Dallas Buyer’s Club
Year: | 2014 |
Production Co: | Truth Entertainment |
Studio: | Focus Features |
Director: | Jean-Marc Valeé |
Writer: | Craig Borten/Melissa Wallack |
Cast: | Matthew McConaughey, Jared Leto, Jennfier Garner, Denis O'Hare, Steve Zahn |
Sometimes there's a fine line between a midday movie of the week and an Oscar hopeful, and sometimes it can be hard to see. In the case of Dallas Buyer's Club, it might only be that big name actors are game for transformations the likes of which jobbing actors do every day – in this case the hunky Matthew McConaughey looking reedy and sick and chameleon rock star Jared Leto playing a transvestite AIDS sufferer (always awards bait).
In fact you can almost see the moment in the film when all the Academy members will be wiping away a single tear and ticking Leto's name on their ballot form. Comfortable and freely himself in womens' clothes and wigs throughout the film, Rayon (Leto) goes to see his estranged father, stilted and supremely uncomfortable in a suit and tie. "God help me," his clearly disgusted father mumbles. "He is," Rayon says without skipping a beat, "I have AIDS."
It's 1985, a time when HIV was still a death sentence and the cause of many an irrational fear, when macho electrician and rodeo cowboy Ron (McConaughey) learns he's contracted the disease he and his beer-swilling contemporaries all assume can only be caught if you're one of those queers and faggots.

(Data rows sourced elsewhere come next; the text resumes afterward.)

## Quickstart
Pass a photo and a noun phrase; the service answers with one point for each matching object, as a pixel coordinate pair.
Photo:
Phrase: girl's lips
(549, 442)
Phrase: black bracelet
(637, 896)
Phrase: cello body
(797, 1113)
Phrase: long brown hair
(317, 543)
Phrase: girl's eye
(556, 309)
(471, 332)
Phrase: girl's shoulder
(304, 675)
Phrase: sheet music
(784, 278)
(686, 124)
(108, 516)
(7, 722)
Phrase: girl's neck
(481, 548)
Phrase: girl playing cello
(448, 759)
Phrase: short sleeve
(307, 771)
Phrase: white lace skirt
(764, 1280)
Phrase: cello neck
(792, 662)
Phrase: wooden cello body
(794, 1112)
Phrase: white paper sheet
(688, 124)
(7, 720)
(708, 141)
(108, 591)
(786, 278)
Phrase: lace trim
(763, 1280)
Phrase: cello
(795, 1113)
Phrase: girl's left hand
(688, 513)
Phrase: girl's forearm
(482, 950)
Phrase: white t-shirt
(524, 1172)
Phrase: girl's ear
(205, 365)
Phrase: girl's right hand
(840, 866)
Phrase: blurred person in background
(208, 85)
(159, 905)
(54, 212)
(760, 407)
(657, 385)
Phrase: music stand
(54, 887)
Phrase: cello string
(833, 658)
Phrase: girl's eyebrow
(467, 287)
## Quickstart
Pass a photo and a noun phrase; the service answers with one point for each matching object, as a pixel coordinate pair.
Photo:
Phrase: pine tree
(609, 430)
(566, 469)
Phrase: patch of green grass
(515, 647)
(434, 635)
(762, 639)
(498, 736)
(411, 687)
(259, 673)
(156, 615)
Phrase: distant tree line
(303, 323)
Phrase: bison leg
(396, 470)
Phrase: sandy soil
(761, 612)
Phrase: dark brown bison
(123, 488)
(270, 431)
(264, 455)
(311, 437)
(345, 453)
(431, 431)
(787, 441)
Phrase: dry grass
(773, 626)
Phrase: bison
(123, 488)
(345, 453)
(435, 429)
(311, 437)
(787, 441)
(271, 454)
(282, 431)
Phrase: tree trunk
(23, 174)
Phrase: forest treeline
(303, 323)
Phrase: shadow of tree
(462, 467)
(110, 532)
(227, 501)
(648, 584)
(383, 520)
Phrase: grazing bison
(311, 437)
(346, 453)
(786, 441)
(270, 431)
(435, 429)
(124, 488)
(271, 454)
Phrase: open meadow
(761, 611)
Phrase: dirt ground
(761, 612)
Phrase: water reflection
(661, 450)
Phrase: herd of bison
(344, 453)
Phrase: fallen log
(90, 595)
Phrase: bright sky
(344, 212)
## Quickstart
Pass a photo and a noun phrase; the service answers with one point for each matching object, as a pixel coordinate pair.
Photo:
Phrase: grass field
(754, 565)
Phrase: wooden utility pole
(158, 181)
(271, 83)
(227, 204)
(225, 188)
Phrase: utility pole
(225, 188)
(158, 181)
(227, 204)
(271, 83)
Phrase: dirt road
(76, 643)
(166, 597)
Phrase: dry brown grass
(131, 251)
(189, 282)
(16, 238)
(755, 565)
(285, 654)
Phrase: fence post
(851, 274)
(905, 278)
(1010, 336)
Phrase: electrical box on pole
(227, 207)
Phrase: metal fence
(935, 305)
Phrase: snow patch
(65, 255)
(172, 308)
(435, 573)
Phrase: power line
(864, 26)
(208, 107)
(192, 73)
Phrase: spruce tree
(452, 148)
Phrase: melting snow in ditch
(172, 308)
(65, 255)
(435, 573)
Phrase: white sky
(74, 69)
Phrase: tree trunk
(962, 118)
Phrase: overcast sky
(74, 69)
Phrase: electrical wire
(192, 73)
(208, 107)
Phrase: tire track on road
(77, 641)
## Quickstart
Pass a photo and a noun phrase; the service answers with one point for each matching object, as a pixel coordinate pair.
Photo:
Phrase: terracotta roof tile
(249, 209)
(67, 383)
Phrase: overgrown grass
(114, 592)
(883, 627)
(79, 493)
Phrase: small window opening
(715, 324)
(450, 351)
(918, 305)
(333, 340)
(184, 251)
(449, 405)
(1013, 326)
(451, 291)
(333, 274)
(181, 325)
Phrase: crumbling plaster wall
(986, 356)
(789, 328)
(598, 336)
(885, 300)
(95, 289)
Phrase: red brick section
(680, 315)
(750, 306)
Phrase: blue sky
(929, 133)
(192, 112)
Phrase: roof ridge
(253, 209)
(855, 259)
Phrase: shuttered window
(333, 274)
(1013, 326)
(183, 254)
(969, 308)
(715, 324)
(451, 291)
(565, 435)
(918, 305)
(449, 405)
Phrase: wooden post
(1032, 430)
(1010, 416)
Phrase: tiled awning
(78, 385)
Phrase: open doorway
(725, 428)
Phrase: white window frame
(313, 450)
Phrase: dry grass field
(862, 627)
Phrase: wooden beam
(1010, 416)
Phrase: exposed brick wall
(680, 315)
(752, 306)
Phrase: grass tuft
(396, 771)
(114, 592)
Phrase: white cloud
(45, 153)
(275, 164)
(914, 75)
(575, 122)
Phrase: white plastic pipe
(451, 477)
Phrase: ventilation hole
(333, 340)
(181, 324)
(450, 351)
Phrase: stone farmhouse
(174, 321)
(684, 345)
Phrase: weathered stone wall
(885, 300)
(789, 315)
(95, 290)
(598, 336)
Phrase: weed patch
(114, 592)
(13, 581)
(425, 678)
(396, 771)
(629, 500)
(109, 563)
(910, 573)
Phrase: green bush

Fighting to hold onto his sense of self worth after told he has only months to live, Ron learns about the new drug on the market, AZT, and hustles a hospital orderly to get it for him. But it's not long before Ron learns about a whole unofficial culture of alternative treatments proven to work while many consider AZT not fully tested, maybe even a poison.
After going to Mexico and procuring a cocktail that makes him feel better, Ron sees a market opportunity and starts to cash in on it, forming the not-quite-illegal marketing enterprise of the title.
But in grand issues movie tradition, it introduces him to a whole world of people like Rayon he never considered worthy of attention, finds the humanity there and starts to respond with his own.
The McConaissance continues as McConaughey turns in another affecting performance when his megawatt smile and hear-it-a-mile away Texan drawl could have been the only things anyone remembers about him. Leto's return to the screen after concentrating on his band 30 Seconds to Mars deserves recognition of a major talent, as many of the awards circuits have already agreed. It feels overlong more than once and there's no flourish in the script or direction, so it's a movie to learn from more than enjoy. But in keeping it no-nonsense, director Valleé has crafted a strong story well told.